Canada agreed that regular or core funding for operational activities remained short of the critical mass necessary for effective programme delivery. The multi-year funding framework might have raised expectations too high, but the decline had been arrested, with a large majority of donors increasing their contributions to core resources.
B.S. BISHNOI (India) said there had been a steady erosion of faith over the years in the operational activities of the United Nations system. The erosion among donor countries was apparent in the decline in funding provided, especially to the UNDP, which had seen, for example, a decline of some 30 per cent since 1995. As donor countries saw it, the UNDP took on mostly “soft” challenges and was not attuned to the real needs of programme countries. This perception among donor nations eroded the faith of recipient countries, since donor countries more and more targeted their aid through cost-sharing or trust funds which, they felt, allowed them to determine more closely the activities which received funding and helped them to control how the money was spent. Hence, recipient countries saw multilateral aid programmes as more and more a tool for advancing specific donor agendas.
SERKII YAMPOLSKYI (Ukraine) said that since the last triennial policy review, the role of United Nations funds and programmes in strengthening national capacity-building, in carrying out the decisions of the United Nations global conferences and in assisting developing countries and countries in transition in their efforts to respond to the challenges of globalization had been improved. It was the view of the Government of Ukraine that the UNDP should continue to play a central role in coordinating the activities of the United Nations agencies in that country. That role was of particular importance with regard to implementation of such multifaceted and long-term projects as the Crimea Integration and Development Programme, and the United Nations-Chernobyl Programme, among other things.
Globalization of the world economy, trade liberalization and technological changes, particularly in the field of ICT, offered new opportunities and posed new challenges. Thus, it created new dimensions of cooperation between the United Nations system of operational activities and the governments, and demanded more comprehensive and integrated approaches to that end.

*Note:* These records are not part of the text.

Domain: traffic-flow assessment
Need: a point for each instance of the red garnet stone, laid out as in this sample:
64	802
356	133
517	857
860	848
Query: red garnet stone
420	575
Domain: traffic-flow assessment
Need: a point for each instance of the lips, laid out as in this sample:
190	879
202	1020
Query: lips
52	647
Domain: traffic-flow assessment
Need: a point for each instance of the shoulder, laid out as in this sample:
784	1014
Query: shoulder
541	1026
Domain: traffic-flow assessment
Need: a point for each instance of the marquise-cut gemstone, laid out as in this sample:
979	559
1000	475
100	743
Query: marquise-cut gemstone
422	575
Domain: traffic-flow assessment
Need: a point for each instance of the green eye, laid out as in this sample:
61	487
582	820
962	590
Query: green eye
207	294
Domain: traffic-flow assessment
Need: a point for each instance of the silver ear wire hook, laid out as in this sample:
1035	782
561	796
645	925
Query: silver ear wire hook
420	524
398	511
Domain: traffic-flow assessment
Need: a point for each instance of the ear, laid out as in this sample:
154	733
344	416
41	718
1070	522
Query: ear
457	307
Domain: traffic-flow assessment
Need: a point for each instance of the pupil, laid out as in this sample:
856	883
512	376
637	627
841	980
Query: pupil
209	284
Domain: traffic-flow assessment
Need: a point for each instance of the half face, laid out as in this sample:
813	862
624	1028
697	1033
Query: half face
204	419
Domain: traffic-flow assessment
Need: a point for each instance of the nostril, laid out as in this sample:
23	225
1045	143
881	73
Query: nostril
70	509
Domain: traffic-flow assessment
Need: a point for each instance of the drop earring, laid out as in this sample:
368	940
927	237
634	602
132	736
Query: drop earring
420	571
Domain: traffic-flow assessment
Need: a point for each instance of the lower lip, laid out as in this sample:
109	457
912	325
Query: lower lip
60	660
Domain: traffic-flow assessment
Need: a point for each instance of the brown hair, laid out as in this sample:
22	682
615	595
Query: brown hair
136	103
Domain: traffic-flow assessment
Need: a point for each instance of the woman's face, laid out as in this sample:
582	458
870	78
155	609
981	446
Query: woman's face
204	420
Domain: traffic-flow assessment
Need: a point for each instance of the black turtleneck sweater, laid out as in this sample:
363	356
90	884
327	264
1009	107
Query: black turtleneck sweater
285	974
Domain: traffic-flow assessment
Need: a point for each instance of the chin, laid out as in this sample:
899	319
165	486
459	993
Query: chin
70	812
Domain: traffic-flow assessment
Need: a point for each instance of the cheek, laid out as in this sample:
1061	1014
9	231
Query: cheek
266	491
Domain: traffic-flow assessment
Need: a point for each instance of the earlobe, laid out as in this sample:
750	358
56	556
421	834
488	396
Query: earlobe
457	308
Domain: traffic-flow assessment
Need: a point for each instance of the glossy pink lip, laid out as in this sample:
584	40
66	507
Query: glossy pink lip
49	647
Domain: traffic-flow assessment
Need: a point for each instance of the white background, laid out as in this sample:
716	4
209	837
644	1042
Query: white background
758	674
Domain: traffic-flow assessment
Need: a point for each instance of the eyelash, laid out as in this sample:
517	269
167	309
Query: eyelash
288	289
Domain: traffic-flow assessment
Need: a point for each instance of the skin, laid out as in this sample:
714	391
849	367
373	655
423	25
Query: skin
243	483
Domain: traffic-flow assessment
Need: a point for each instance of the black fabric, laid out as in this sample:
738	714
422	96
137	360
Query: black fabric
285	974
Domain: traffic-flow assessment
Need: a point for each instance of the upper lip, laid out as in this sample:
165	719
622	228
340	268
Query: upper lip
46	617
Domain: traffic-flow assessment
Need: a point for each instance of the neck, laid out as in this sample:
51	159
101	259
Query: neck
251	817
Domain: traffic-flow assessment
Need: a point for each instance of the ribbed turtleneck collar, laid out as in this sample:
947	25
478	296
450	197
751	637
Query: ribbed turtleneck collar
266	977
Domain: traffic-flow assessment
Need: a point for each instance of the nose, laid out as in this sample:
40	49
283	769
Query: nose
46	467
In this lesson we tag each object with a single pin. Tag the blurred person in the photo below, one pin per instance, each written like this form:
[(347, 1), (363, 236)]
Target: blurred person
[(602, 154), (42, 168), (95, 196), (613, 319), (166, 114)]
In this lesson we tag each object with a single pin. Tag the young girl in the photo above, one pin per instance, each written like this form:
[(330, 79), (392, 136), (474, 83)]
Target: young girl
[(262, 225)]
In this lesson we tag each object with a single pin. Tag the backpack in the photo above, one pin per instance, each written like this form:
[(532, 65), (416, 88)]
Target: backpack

JORGE VOTO-BERNALES (Peru) said the United Nations system had the key role in international development programmes and, hence, should keep its eye on global
economic developments that posed problems. Development programmes should seek to achieve the goals set by global conferences in the 1990s and also set out in the Millennium Declaration.
Core ODA funding had declined dramatically since the end of the cold war. A preference also had emerged among a small and influential group of donor countries for channelling funding outside the United Nations system and keeping funding arrangements short term. It would be useful for the Council to have a report on this and other relevant developments. It was important to improve coordination of development programmes and to strive to limit the transaction costs involved in such programmes for developing countries.